Perhaps keying before grading fits the bill?
'names.list' fwrites~ a. {~ (a.i.'a') + 10 #.inv 1e7 ?@$ 1000
40000000
;:^:_1 ":&.> 5 {. \:~ (#;{.)/.~ ];._2 (1!:1) < 'names.list'
10326 ffg
10315 eaf
10313 bcd
10290 did
10268 ffa
timespacex '5 {. \:~ (#;{.)/.~ ];._2 (1!:1) < ''names.list'''
0.28896 3.69102e8
Apologies if I've misunderstood the task!

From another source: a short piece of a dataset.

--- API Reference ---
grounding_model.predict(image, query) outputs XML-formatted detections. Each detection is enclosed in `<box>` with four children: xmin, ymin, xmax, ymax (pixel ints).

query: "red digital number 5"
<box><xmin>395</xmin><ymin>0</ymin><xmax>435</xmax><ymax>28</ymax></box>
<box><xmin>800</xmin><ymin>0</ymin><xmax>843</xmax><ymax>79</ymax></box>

On 9/13/20, Raul Miller <[email protected]> wrote:
> This took slightly over two seconds for me (and 168megs memory):
>
> wrds=: /:~[;._2 fread'names.list'
> b=: -.2-:/\wrds
> L=: -_2-/\0,I.b,1
> o=: \: L
> words=: o{~.wrds
> counts=: o{L
> echo words ,:&(<"_1)&(5{.])counts
>
> (And note that I didn't actually need b -- the bit vector which marks
> value changes -- to be given a name, since I only used it once.)
>
> Generally speaking, with J and large data sets, you want to be
> avoiding loops. Also, sorting tends to perform better than hashes on
> large data sets. Hashes start making sense in different contexts.
>
> I hope this helps,
>
> --
> Raul
>
> On Sun, Sep 13, 2020 at 5:21 PM Julian Fondren <[email protected]>
> wrote:
>>
>> Suppose we have a file with 10 million lines, with a lot of
>> repeats (realistic example: a huge log with a lot of emails or
>> IPs to consider).
>>
>> This sentence can create such a file:
>>
>> 'names.list' fwrites~ a. {~ (a.i.'a') + 10 #.inv 1e7 ?@$ 1000
>>
>> And here are some ways to get the top 5 occurrences in this
>> list, with their rough costs:
>>
>> (5s, 1.3 GB) Bash oneliner:
>>
>> sort names.list| uniq -c|sort -n|tail -5
>>
>> (2s, 6 MB) Perl, using a hash to count words:
>>
>> #! /usr/bin/env perl
>> use strict;
>> use warnings;
>>
>> my %words;
>> open my $ws, '<', 'names.list' or die $!;
>> while (defined (my $w = <$ws>)) {
>> chomp $w;
>> $words{$w}++;
>> }
>> printf "%7d %s\n", $words{$_}, $_ for
>> (sort { $words{$b} <=> $words{$a} } keys %words)[0..5];
>>
>> (12s, 11 GB) J, avoiding immutable i. hash tables:
>>
>> words =: s:<;._2 fread 'names.list'
>> uniq =: ~. words
>> count =: +/"1 uniq ="0 1 words
>> top =: ((#count) - >:i.5) ({ /:) count
>> echo (5 s: top { uniq) ,: <"0 top { count
>>
>> (9s, 1.5 GB) J, trying to use immutable i. hash tables:
>>
>> words =: 0$<''
>> count =: 0$0
>> search =: words&i.
>> 3 : 0''
>> for_w. 'b' fread 'names.list' do.
>> i =. search w
>> if. i = #words do.
>> words =: words , w
>> search =: words&i.
>> count =: count , 1
>> else.
>> count =: (>:i{count) i } count
>> end.
>> end.
>> )
>> top =: ((#count) - >:i.5) ({ /:) count
>> echo (top { words) ,: <"0 top { count
>>
>> This only has to rebuild the hash table 1e3 times despite
>> processing 1e7 lines, so 'search' does very well.
>>
>> On less friendly data (by taking the names.list generator above
>> changing 1000 to 1e7) this solution didn't finish in 22 minutes.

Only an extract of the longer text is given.